Published 28 Aug 2023 in cs.CL and cs.AI
DISC-MedLLM: Bridging General Large Language Models and Real-World Medical Consultation

Abstract: We propose DISC-MedLLM, a comprehensive solution that leverages LLMs to provide accurate and truthful medical response in end-to-end conversational healthcare services. To construct high-quality Supervised Fine-Tuning (SFT) datasets, we employ three strategies: utilizing medical knowledge-graphs, reconstructing real-world dialogues, and incorporating human-guided preference rephrasing. These datasets are instrumental in training DISC-MedLLM, surpassing existing medical LLMs in both single-turn and multi-turn consultation scenarios. Extensive experimental results demonstrate the effectiveness of the proposed model in bridging the gap between general LLMs and real-world medical consultation. Additionally, we release the constructed dataset and model weights to further contribute to research and development. Further details and resources can be found at https://github.com/FudanDISC/DISC-MedLLM

DISC-MedLLM: Bridging LLMs and Medical Consultation

The paper presents DISC-MedLLM, an approach that leverages LLMs to provide reliable and accurate medical responses within conversational healthcare settings. The research aims to address the gap between the capabilities of general LLMs and the nuanced requirements of medical consultation.

Methodology

DISC-MedLLM employs a two-stage Supervised Fine-Tuning (SFT) process to enhance LLM performance in medical contexts. The model training uses a custom dataset built upon several strategies:

  1. Medical Knowledge Graphs: The researchers utilize department-oriented sampling from medical knowledge graphs to create knowledge-intensive QA pairs. This ensures that the dataset is grounded in reliable medical information.
  2. Dialogue Re-Construction: Real-world dialogues from medical forums are adapted using GPT-3.5 for better linguistic alignment. This re-construction removes informal language and inconsistencies, enhancing data quality for effective model training.
  3. Human Preference Rephrasing: A carefully curated subset of real-world dialogues was refined using human preferences to align the model's behavior with desired conversational standards and effectiveness.

Evaluation

The paper assesses the performance of DISC-MedLLM in both single-turn and multi-turn scenarios. In single-turn evaluation, a benchmark is created from multiple-choice questions derived from public medical datasets, focusing on accuracy. For multi-turn evaluation, GPT-3.5 simulates patient interactions, and GPT-4 evaluates the model’s performance based on proactivity, accuracy, helpfulness, and linguistic quality.

Results

DISC-MedLLM demonstrates a notable improvement over existing models, such as HuatuoGPT, in multi-choice accuracy and multi-turn dialogue evaluation. However, while it performs well, DISC-MedLLM still lags behind GPT-3.5 in some areas, indicating room for further refinement.

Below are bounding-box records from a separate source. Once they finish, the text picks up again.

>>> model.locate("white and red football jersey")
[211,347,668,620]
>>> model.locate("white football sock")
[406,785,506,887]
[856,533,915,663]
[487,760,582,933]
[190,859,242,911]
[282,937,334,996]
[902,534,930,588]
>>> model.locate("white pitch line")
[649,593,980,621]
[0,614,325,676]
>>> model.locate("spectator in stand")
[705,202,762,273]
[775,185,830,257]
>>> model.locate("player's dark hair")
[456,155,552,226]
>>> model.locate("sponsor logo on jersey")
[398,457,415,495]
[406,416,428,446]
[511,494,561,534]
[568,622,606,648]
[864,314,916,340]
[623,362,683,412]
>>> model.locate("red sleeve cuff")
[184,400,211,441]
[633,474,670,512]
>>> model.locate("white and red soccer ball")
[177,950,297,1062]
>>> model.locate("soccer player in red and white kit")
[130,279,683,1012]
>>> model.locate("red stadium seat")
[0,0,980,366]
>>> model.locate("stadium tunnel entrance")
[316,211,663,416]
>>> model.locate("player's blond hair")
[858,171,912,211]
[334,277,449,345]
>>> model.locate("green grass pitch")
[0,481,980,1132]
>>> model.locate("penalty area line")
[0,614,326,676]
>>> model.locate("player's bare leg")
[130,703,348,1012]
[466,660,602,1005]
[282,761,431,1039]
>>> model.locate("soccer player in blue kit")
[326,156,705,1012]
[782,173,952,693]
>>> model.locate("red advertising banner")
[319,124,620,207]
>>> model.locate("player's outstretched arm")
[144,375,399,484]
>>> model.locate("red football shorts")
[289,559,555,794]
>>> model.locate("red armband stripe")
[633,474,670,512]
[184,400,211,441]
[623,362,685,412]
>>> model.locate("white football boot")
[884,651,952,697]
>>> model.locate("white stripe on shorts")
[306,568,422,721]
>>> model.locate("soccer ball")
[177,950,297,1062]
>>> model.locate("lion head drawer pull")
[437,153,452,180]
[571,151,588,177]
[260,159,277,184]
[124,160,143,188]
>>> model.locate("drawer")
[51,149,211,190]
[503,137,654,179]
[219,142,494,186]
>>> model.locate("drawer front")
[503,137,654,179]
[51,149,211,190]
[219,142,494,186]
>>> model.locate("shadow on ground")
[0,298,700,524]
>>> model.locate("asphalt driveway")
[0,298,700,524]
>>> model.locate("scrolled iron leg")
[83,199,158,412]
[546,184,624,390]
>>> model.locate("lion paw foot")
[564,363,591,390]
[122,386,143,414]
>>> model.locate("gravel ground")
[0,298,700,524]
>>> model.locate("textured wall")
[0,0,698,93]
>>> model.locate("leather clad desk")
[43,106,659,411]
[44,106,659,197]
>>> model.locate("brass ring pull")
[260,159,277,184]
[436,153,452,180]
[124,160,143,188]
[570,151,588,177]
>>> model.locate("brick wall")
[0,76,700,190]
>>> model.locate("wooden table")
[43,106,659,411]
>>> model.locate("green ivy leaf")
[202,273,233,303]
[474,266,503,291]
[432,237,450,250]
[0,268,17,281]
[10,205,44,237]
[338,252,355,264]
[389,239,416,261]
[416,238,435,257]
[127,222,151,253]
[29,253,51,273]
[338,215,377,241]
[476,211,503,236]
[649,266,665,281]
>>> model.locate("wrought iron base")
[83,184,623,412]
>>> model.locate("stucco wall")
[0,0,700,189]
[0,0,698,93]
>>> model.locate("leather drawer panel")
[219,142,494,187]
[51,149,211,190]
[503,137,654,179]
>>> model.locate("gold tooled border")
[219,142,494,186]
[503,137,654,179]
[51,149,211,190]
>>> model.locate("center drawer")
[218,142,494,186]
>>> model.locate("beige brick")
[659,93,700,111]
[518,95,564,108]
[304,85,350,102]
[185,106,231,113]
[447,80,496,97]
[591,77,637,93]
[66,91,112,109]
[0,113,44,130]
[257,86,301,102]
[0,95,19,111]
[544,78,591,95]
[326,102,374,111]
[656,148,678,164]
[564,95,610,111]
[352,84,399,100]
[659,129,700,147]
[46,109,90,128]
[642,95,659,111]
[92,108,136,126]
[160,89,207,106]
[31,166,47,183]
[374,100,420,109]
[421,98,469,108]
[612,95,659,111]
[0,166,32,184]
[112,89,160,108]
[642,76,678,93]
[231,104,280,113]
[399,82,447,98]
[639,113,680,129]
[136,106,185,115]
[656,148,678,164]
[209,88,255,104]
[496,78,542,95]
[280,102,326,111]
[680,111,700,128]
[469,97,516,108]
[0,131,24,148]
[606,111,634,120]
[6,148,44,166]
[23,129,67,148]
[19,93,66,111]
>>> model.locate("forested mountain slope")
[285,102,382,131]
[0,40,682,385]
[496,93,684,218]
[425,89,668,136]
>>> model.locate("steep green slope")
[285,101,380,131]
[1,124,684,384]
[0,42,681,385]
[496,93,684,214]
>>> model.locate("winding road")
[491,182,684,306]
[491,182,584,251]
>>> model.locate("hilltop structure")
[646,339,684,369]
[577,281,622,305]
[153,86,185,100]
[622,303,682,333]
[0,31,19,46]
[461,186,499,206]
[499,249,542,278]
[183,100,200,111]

Implications and Future Work

This research illustrates the potential of integrating domain-specific knowledge with LLMs to enhance practical application in the medical field. The release of both the dataset and model weights contributes valuable resources for future work in AI healthcare.

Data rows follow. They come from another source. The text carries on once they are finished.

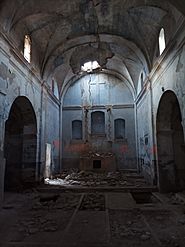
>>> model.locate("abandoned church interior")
[0,0,185,247]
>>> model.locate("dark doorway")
[93,160,101,169]
[4,97,37,191]
[157,91,185,192]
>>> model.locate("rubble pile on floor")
[45,171,146,187]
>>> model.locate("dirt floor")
[0,174,185,247]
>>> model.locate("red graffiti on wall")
[53,140,60,149]
[120,144,129,153]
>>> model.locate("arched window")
[72,120,82,140]
[159,28,166,55]
[91,111,105,135]
[81,61,100,72]
[114,118,125,140]
[24,35,31,63]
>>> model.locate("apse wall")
[62,73,137,170]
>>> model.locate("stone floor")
[0,175,185,247]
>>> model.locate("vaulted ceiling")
[0,0,185,96]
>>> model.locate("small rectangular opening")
[93,160,101,169]
[131,192,153,204]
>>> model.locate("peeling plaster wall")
[62,74,137,169]
[137,27,185,183]
[0,35,59,187]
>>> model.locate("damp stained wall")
[62,73,137,169]
[0,34,60,183]
[137,25,185,183]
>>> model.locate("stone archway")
[156,91,185,192]
[4,96,37,191]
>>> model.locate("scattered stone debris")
[32,193,80,210]
[80,193,105,211]
[45,170,146,187]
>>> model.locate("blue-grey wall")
[62,73,137,169]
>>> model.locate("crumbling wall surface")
[137,26,185,186]
[62,73,136,169]
[0,35,59,193]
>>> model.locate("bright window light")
[24,35,31,63]
[81,61,100,72]
[159,28,166,55]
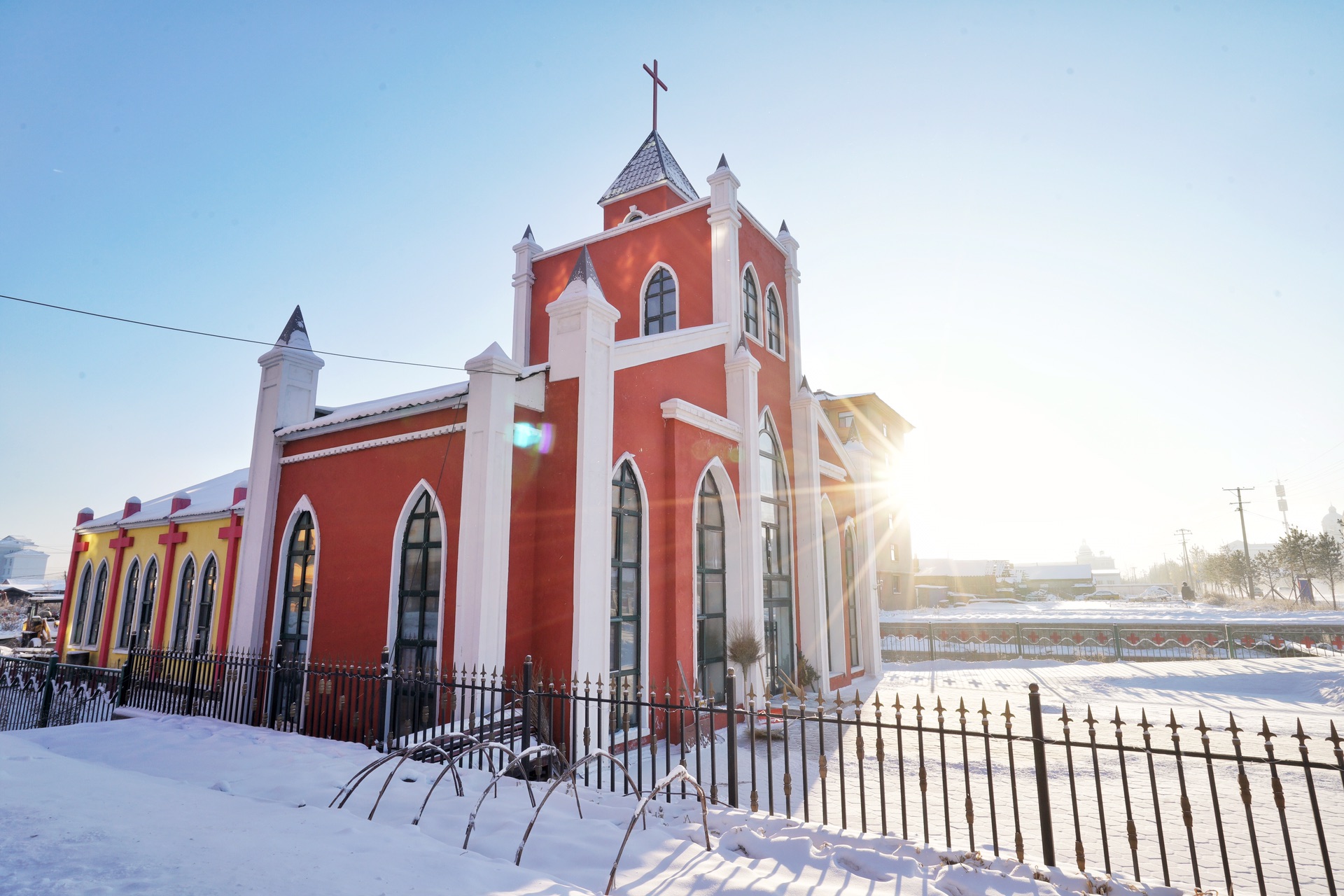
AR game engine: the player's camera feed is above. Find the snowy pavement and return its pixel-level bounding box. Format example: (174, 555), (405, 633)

Future developments could explore retrieval-augmented techniques to incorporate even broader knowledge bases, providing enhanced solutions for complex medical inquiries. Additionally, refining the alignment of LLMs with human-like empathy and response strategies could further elevate their utility in medical consultations.

In conclusion, DISC-MedLLM marks a significant step towards bridging the gap between general language understanding and domain-specific application, setting a foundation for future innovations in AI-driven medical consultation.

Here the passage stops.